14 Sep 2015

Max Kuhn and Kjell Johnson's Applied Predictive Modelling

There are very few (non-fiction) books I read cover to cover and religiously work through examples and exercises- but this is one I found to well be worth my time. I tracked this book down after completing the Johns Hopkins Practical Machine Learning Course on Coursera- seeing as one of the authors is the creator of the caret package I had been introduced to in the course, it seemed well worth investigating.

The caret package itself provides a much-needed universal interface to the many predictive statistical models available in various R packages (too many to count!), allowing models to be trained across various tuning parameters using a simple interface. Resampling and model evaluation is made straightforward as well.

Overview

The book is split into several key sections. It starts with exploratory data analysis, data preprocessing and resampling before diving into a mammoth section on regression models.

The authors start by discussin various metrics for model evaluation, before diving into linear models, non-linear models, and finally tree and rule based models. Despite the fact the emphasis of the book is on Applied predictive modelling, the authors give fairly comprehensive and accessible descriptions of how the models work, without diverging into a hardcore statistical background.

I found particularly useful the worked examples- building machine learning algorithms requires a knowledge of the theory, experience, and some degree of art and intuition. Being able to use Max and Kjell's experience and well presented worked examples as a stepping stone is something I found invaluable.
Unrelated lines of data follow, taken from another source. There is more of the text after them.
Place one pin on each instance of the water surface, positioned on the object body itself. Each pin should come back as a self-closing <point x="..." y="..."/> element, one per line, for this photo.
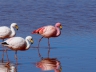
<point x="75" y="48"/>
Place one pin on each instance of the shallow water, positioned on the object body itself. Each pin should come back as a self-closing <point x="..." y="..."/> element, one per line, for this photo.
<point x="75" y="48"/>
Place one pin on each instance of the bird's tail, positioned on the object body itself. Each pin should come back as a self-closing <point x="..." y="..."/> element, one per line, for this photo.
<point x="36" y="31"/>
<point x="4" y="43"/>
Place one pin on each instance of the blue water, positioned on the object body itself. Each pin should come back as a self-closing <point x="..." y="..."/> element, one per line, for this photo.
<point x="75" y="48"/>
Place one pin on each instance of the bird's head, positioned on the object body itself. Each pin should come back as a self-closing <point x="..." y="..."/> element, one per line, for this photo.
<point x="30" y="39"/>
<point x="58" y="25"/>
<point x="15" y="25"/>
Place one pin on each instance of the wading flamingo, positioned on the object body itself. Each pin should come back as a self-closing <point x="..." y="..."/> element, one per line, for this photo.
<point x="48" y="31"/>
<point x="18" y="43"/>
<point x="6" y="32"/>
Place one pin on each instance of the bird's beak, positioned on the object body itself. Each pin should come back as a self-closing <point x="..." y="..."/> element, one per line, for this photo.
<point x="16" y="27"/>
<point x="31" y="41"/>
<point x="61" y="27"/>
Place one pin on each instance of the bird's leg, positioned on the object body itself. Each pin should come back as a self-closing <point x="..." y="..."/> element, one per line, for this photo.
<point x="3" y="52"/>
<point x="39" y="41"/>
<point x="16" y="57"/>
<point x="39" y="53"/>
<point x="49" y="47"/>
<point x="7" y="55"/>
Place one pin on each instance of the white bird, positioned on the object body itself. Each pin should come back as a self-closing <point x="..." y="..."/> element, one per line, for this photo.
<point x="18" y="43"/>
<point x="7" y="67"/>
<point x="6" y="32"/>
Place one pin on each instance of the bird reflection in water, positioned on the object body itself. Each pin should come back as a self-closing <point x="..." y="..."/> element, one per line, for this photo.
<point x="47" y="64"/>
<point x="7" y="67"/>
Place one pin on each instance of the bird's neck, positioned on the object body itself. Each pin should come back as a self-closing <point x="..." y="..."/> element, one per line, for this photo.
<point x="12" y="32"/>
<point x="58" y="31"/>
<point x="28" y="44"/>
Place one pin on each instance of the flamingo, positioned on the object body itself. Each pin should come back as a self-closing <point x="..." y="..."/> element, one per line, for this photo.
<point x="6" y="32"/>
<point x="48" y="31"/>
<point x="18" y="43"/>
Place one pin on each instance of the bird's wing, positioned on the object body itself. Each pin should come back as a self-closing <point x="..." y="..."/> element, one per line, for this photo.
<point x="4" y="31"/>
<point x="15" y="42"/>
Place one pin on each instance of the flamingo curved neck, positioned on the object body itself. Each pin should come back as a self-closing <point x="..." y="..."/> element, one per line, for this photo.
<point x="12" y="32"/>
<point x="58" y="31"/>
<point x="28" y="44"/>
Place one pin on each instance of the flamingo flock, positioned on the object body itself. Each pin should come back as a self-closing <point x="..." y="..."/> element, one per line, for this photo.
<point x="17" y="43"/>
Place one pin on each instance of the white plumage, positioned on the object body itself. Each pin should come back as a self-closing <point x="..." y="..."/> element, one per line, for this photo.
<point x="6" y="32"/>
<point x="18" y="43"/>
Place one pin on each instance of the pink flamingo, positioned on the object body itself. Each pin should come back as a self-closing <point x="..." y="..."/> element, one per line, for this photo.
<point x="48" y="31"/>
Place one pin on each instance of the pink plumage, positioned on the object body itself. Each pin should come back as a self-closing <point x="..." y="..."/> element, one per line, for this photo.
<point x="49" y="31"/>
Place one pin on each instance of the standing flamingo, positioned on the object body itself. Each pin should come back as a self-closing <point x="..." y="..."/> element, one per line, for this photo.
<point x="6" y="32"/>
<point x="49" y="31"/>
<point x="18" y="43"/>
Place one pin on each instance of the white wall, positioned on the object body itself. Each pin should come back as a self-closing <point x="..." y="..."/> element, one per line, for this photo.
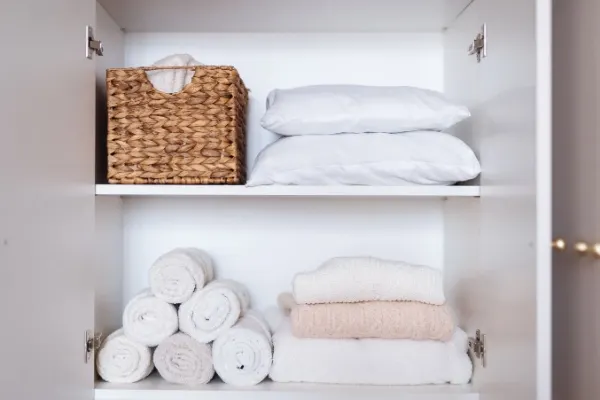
<point x="279" y="60"/>
<point x="264" y="242"/>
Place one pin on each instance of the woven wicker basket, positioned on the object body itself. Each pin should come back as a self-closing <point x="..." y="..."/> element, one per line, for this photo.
<point x="196" y="136"/>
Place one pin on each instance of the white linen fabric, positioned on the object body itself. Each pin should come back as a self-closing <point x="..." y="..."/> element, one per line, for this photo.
<point x="354" y="279"/>
<point x="172" y="80"/>
<point x="121" y="360"/>
<point x="243" y="354"/>
<point x="213" y="310"/>
<point x="149" y="320"/>
<point x="333" y="109"/>
<point x="370" y="361"/>
<point x="183" y="360"/>
<point x="175" y="275"/>
<point x="376" y="159"/>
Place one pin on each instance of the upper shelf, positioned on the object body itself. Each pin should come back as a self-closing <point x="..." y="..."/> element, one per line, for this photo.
<point x="286" y="191"/>
<point x="154" y="388"/>
<point x="283" y="15"/>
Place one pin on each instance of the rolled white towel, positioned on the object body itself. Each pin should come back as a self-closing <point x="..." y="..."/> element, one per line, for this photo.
<point x="213" y="310"/>
<point x="243" y="354"/>
<point x="177" y="274"/>
<point x="121" y="360"/>
<point x="354" y="279"/>
<point x="181" y="359"/>
<point x="370" y="361"/>
<point x="149" y="320"/>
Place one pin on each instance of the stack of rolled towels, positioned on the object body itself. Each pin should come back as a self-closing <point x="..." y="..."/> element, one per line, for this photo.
<point x="406" y="333"/>
<point x="188" y="325"/>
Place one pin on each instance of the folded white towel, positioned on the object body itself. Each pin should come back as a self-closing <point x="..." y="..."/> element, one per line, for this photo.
<point x="213" y="310"/>
<point x="353" y="279"/>
<point x="177" y="274"/>
<point x="370" y="361"/>
<point x="121" y="360"/>
<point x="149" y="320"/>
<point x="181" y="359"/>
<point x="172" y="80"/>
<point x="243" y="354"/>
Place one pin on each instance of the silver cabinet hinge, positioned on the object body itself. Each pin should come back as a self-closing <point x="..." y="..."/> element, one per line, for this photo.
<point x="91" y="344"/>
<point x="92" y="46"/>
<point x="478" y="348"/>
<point x="479" y="46"/>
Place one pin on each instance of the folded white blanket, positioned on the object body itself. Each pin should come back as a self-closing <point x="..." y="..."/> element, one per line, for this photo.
<point x="353" y="279"/>
<point x="370" y="361"/>
<point x="149" y="320"/>
<point x="213" y="310"/>
<point x="181" y="359"/>
<point x="172" y="80"/>
<point x="243" y="354"/>
<point x="177" y="274"/>
<point x="121" y="360"/>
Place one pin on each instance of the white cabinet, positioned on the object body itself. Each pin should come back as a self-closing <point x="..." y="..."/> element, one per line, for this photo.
<point x="491" y="238"/>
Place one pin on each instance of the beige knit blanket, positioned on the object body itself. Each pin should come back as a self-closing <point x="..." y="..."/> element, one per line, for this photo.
<point x="386" y="320"/>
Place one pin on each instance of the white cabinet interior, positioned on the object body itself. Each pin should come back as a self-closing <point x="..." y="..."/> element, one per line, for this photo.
<point x="491" y="248"/>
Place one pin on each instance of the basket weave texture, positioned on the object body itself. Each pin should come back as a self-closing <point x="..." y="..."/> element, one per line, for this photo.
<point x="196" y="136"/>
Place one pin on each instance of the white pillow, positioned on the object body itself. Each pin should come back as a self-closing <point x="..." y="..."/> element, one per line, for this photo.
<point x="331" y="109"/>
<point x="376" y="159"/>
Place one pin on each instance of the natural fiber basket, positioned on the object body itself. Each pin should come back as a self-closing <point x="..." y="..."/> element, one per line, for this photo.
<point x="196" y="136"/>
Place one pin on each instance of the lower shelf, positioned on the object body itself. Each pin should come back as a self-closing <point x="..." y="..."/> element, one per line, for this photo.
<point x="154" y="388"/>
<point x="286" y="191"/>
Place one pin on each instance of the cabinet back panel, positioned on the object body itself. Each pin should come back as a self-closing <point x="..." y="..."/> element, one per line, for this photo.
<point x="264" y="242"/>
<point x="279" y="60"/>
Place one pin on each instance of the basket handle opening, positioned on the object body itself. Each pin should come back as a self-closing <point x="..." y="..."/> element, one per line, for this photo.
<point x="185" y="88"/>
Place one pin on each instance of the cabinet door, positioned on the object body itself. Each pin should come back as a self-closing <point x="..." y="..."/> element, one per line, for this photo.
<point x="512" y="118"/>
<point x="576" y="206"/>
<point x="46" y="199"/>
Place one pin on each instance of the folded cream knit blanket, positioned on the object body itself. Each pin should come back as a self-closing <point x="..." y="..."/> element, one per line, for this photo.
<point x="378" y="319"/>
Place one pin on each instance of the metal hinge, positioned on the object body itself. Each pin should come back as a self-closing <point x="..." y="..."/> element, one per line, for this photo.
<point x="478" y="348"/>
<point x="479" y="46"/>
<point x="92" y="46"/>
<point x="92" y="343"/>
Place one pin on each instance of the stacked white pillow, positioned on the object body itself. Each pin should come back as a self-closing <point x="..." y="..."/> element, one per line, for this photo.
<point x="363" y="135"/>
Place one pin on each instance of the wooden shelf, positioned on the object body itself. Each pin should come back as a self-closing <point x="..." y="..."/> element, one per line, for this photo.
<point x="286" y="191"/>
<point x="283" y="15"/>
<point x="155" y="388"/>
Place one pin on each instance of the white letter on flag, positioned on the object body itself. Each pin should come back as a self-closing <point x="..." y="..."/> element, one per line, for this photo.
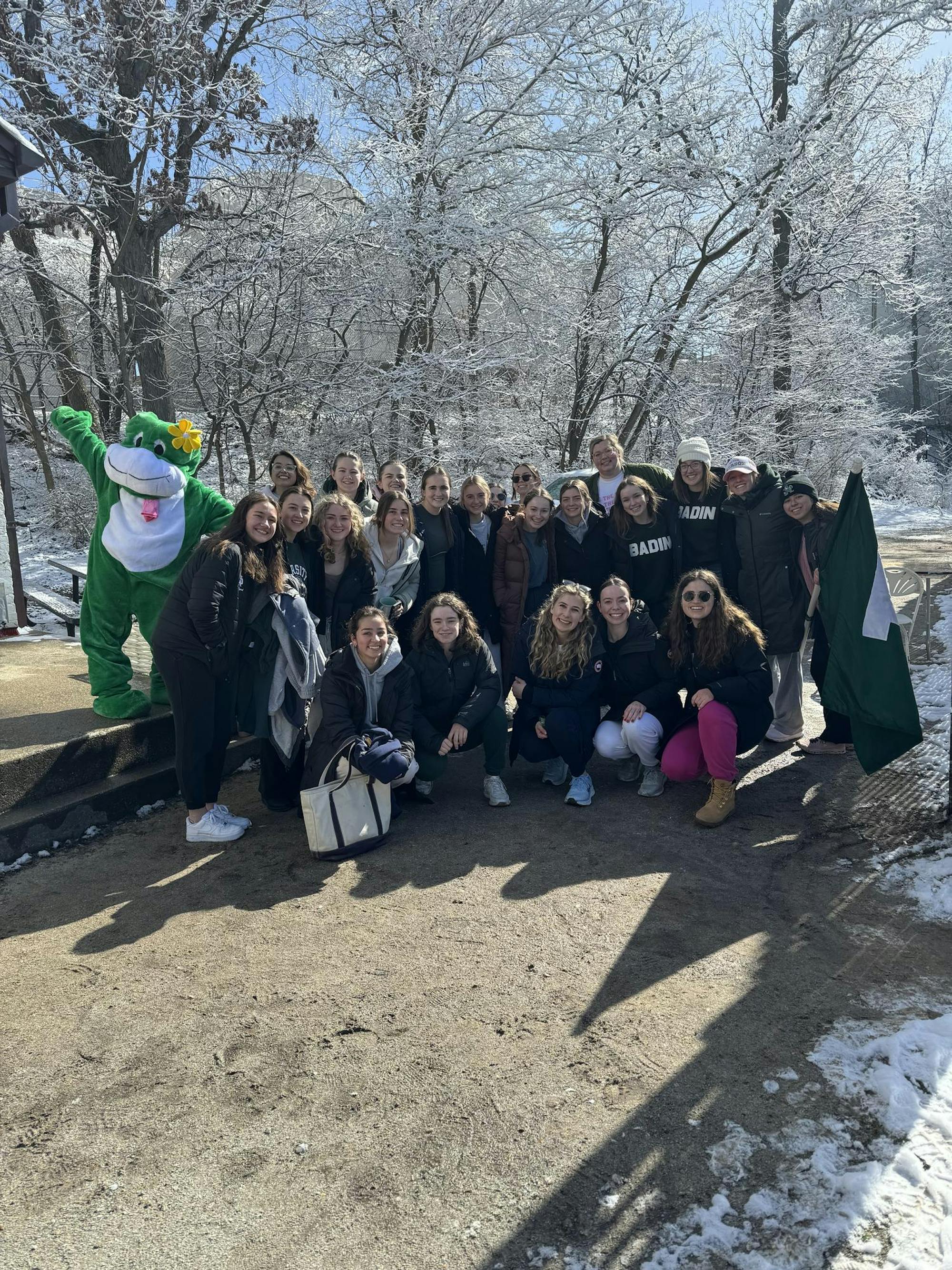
<point x="879" y="609"/>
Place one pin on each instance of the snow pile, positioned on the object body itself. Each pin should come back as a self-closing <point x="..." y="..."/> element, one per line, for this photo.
<point x="836" y="1195"/>
<point x="148" y="808"/>
<point x="924" y="875"/>
<point x="902" y="517"/>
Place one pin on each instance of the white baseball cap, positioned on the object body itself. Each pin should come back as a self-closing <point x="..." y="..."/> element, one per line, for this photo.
<point x="741" y="464"/>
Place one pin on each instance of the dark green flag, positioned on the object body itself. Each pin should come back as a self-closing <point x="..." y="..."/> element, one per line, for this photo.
<point x="867" y="677"/>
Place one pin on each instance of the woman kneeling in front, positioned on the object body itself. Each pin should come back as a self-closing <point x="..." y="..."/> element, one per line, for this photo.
<point x="457" y="695"/>
<point x="367" y="700"/>
<point x="558" y="663"/>
<point x="719" y="657"/>
<point x="640" y="689"/>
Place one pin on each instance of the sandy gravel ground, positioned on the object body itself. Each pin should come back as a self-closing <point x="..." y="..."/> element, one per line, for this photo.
<point x="442" y="1054"/>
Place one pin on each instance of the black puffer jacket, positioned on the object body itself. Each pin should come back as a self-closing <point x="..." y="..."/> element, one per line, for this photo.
<point x="475" y="582"/>
<point x="454" y="562"/>
<point x="743" y="682"/>
<point x="636" y="558"/>
<point x="345" y="705"/>
<point x="767" y="540"/>
<point x="658" y="478"/>
<point x="587" y="562"/>
<point x="309" y="543"/>
<point x="579" y="690"/>
<point x="206" y="611"/>
<point x="707" y="535"/>
<point x="638" y="669"/>
<point x="356" y="590"/>
<point x="463" y="689"/>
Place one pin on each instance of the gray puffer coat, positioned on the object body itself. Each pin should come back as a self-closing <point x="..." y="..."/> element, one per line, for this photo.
<point x="768" y="583"/>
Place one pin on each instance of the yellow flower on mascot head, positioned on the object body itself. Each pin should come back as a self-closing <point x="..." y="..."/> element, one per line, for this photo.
<point x="186" y="436"/>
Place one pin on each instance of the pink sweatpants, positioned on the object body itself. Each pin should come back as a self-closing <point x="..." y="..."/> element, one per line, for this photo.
<point x="710" y="745"/>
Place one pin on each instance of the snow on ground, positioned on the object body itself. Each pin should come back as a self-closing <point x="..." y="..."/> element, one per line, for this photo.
<point x="923" y="874"/>
<point x="897" y="519"/>
<point x="871" y="1187"/>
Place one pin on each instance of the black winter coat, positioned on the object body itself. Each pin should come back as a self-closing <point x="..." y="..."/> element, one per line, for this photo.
<point x="579" y="690"/>
<point x="587" y="562"/>
<point x="310" y="547"/>
<point x="716" y="550"/>
<point x="206" y="611"/>
<point x="768" y="585"/>
<point x="743" y="684"/>
<point x="638" y="669"/>
<point x="475" y="582"/>
<point x="652" y="577"/>
<point x="356" y="590"/>
<point x="454" y="562"/>
<point x="343" y="708"/>
<point x="463" y="689"/>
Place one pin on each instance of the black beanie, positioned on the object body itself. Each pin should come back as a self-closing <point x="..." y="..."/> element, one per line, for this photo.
<point x="800" y="484"/>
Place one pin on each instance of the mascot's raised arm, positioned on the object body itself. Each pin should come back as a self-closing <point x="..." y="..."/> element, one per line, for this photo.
<point x="153" y="512"/>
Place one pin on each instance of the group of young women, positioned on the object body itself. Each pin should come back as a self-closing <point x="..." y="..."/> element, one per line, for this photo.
<point x="597" y="611"/>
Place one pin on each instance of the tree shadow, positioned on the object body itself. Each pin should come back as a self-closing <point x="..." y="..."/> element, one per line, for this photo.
<point x="803" y="901"/>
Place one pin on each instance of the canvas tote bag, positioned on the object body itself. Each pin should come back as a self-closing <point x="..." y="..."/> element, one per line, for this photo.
<point x="347" y="816"/>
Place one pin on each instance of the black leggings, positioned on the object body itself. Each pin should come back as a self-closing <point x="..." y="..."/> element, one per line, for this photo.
<point x="838" y="730"/>
<point x="570" y="737"/>
<point x="204" y="709"/>
<point x="278" y="785"/>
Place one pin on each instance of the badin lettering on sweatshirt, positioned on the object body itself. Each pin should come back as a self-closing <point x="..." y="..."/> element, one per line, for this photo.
<point x="650" y="547"/>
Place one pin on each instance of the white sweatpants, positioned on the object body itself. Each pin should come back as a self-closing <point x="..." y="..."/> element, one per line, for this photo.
<point x="787" y="698"/>
<point x="642" y="740"/>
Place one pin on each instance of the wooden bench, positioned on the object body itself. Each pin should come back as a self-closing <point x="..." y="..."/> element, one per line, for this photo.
<point x="77" y="570"/>
<point x="63" y="609"/>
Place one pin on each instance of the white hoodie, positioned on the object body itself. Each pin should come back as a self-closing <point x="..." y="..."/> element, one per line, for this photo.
<point x="402" y="580"/>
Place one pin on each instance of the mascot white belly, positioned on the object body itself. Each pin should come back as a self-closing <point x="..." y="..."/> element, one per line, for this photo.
<point x="148" y="525"/>
<point x="143" y="545"/>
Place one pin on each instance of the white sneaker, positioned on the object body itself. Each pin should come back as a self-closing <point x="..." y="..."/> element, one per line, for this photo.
<point x="555" y="772"/>
<point x="496" y="791"/>
<point x="581" y="791"/>
<point x="774" y="733"/>
<point x="212" y="829"/>
<point x="225" y="814"/>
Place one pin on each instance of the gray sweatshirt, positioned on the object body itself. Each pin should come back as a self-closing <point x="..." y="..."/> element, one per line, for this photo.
<point x="374" y="680"/>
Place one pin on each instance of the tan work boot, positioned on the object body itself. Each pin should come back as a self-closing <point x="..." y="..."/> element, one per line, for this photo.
<point x="720" y="804"/>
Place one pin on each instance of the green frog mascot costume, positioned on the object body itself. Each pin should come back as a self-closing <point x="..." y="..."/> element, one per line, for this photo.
<point x="153" y="512"/>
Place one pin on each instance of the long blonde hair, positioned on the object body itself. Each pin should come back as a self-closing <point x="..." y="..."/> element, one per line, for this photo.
<point x="356" y="541"/>
<point x="547" y="657"/>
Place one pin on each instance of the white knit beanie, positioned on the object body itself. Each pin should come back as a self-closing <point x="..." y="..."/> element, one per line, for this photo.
<point x="694" y="449"/>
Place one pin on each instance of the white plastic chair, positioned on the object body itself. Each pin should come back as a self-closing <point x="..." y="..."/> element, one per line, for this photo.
<point x="905" y="589"/>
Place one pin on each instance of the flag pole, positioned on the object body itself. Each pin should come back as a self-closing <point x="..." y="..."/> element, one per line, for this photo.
<point x="808" y="620"/>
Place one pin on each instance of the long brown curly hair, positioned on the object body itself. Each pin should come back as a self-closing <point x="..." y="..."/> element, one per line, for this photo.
<point x="547" y="657"/>
<point x="621" y="520"/>
<point x="719" y="634"/>
<point x="261" y="562"/>
<point x="356" y="541"/>
<point x="469" y="638"/>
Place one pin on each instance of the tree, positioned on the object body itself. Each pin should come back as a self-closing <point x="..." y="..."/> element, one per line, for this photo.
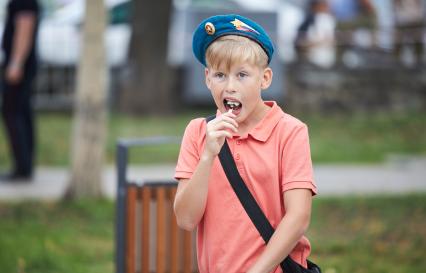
<point x="147" y="89"/>
<point x="89" y="128"/>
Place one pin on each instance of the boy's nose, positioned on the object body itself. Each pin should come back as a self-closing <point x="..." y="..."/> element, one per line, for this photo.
<point x="230" y="86"/>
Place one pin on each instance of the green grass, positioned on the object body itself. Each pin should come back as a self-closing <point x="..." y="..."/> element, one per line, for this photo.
<point x="360" y="138"/>
<point x="354" y="234"/>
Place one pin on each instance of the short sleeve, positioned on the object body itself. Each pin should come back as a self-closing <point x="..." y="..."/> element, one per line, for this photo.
<point x="189" y="154"/>
<point x="297" y="171"/>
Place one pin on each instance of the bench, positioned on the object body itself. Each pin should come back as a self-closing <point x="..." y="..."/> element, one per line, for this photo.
<point x="147" y="236"/>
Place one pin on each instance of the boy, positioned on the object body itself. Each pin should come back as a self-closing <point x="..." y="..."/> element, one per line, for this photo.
<point x="270" y="148"/>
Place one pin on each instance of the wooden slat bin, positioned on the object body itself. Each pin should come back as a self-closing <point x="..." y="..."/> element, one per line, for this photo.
<point x="147" y="238"/>
<point x="154" y="243"/>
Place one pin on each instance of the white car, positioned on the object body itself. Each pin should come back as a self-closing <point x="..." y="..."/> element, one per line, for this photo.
<point x="59" y="37"/>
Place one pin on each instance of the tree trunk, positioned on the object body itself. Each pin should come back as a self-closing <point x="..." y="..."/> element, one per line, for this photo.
<point x="89" y="128"/>
<point x="147" y="89"/>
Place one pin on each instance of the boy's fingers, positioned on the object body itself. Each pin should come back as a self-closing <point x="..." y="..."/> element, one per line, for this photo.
<point x="223" y="118"/>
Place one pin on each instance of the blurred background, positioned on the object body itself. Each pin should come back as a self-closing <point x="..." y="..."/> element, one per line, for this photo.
<point x="353" y="70"/>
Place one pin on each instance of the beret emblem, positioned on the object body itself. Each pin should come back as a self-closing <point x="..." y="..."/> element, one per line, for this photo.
<point x="210" y="29"/>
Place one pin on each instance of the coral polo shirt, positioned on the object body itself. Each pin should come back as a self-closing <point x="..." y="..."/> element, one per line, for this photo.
<point x="272" y="158"/>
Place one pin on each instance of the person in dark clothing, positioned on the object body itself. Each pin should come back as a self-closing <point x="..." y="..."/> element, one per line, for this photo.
<point x="19" y="69"/>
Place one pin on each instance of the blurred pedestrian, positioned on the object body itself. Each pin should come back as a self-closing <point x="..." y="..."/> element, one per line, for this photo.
<point x="315" y="40"/>
<point x="18" y="72"/>
<point x="354" y="17"/>
<point x="410" y="20"/>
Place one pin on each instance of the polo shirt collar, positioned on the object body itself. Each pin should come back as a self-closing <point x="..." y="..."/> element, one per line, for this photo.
<point x="263" y="129"/>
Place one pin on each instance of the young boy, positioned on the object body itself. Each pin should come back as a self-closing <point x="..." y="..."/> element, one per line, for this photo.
<point x="270" y="148"/>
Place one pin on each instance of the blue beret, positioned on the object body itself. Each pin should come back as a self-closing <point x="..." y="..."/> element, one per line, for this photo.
<point x="231" y="24"/>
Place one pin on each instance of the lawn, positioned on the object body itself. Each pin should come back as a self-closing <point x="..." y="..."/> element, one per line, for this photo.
<point x="376" y="234"/>
<point x="359" y="138"/>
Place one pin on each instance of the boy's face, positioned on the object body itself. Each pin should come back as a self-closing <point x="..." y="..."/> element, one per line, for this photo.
<point x="238" y="88"/>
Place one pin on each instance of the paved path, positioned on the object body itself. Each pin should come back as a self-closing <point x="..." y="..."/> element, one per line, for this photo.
<point x="396" y="176"/>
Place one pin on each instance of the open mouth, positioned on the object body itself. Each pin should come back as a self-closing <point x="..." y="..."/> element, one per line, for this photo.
<point x="234" y="105"/>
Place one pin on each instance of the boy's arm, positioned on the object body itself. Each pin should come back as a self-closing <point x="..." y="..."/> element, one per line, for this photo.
<point x="25" y="23"/>
<point x="191" y="195"/>
<point x="292" y="227"/>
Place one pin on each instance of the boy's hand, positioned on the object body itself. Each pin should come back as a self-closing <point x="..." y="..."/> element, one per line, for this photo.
<point x="217" y="130"/>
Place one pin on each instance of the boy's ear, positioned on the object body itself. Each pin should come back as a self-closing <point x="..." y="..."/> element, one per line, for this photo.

The book also includes some fascinating case studies. The one I enjoyed the most was the designed experiment to predict which mixes of concrete would yield the strongest mix. The technique used was part model building, part optimisation problem- in fact I found the example so interesting I may write a seperate blog post about it.

After the section on regression models, the book moves on to (no suprises here) classification models. The presentation is consistent with the section on regression models- firstly a discussion of metrics used to evaluate models, before moving on to discuss linear, nonlinear and tree/rule based techniques. A running example from an old Kaggle competition is used as a case study, and what I found quite usedful with this is that they include their script for data preprocessing (warning- there is a tiny error in this script when processing dates- possibly due to me running a newer version of lubridate). This script really hits home that data preprocessing can be a more time consuming part of the model building cycle than the actual model fitting! Further, it demonstrates the point that experience and intuition is needed in some places- in this case, to decide how to set up the resampling and create the train/test spilt.

After working through regression and classification modelling, the authors come to discuss a few miscellenious (but vitally important) bits and peices; variable importance, how to tackle class, a breif introduction to unsupervised feature selection, and a discussion of factors which may effect model peformance. These sections are the icing on the cake for his book, as it gives some insight to those nagging questions which pop up when modelling, when you get stuck wondering what is the most sensible way to tackle unusual problems.

Overall, this book is fantastic. It took me a while to work through (an hour or so on the train every day for several months), but well worth the effort, as it gives a huge amount of useful insight delivered in a very accessible way.

Other thoughts

The only critisms I have for this book are that there more topics I would have loved to be included! Namely, time series models, feature engineering and model ensembles are areas that I think Max and Kjell could really deliver some useful insights. So I will cross my fingers and hope for a second edition!

This book has definitely fuelled my interest in machine learning. It gave me the confidence to enter my first Kaggle competition, and has spurred me to increase my knowledge of the subject- Andrew Ng's famous Machine Learning course on Coursera is definitely high on my to-do list for the new year.

TL;DR- if you are interested in using R for predictive modelling, you will not regret tracking down this book.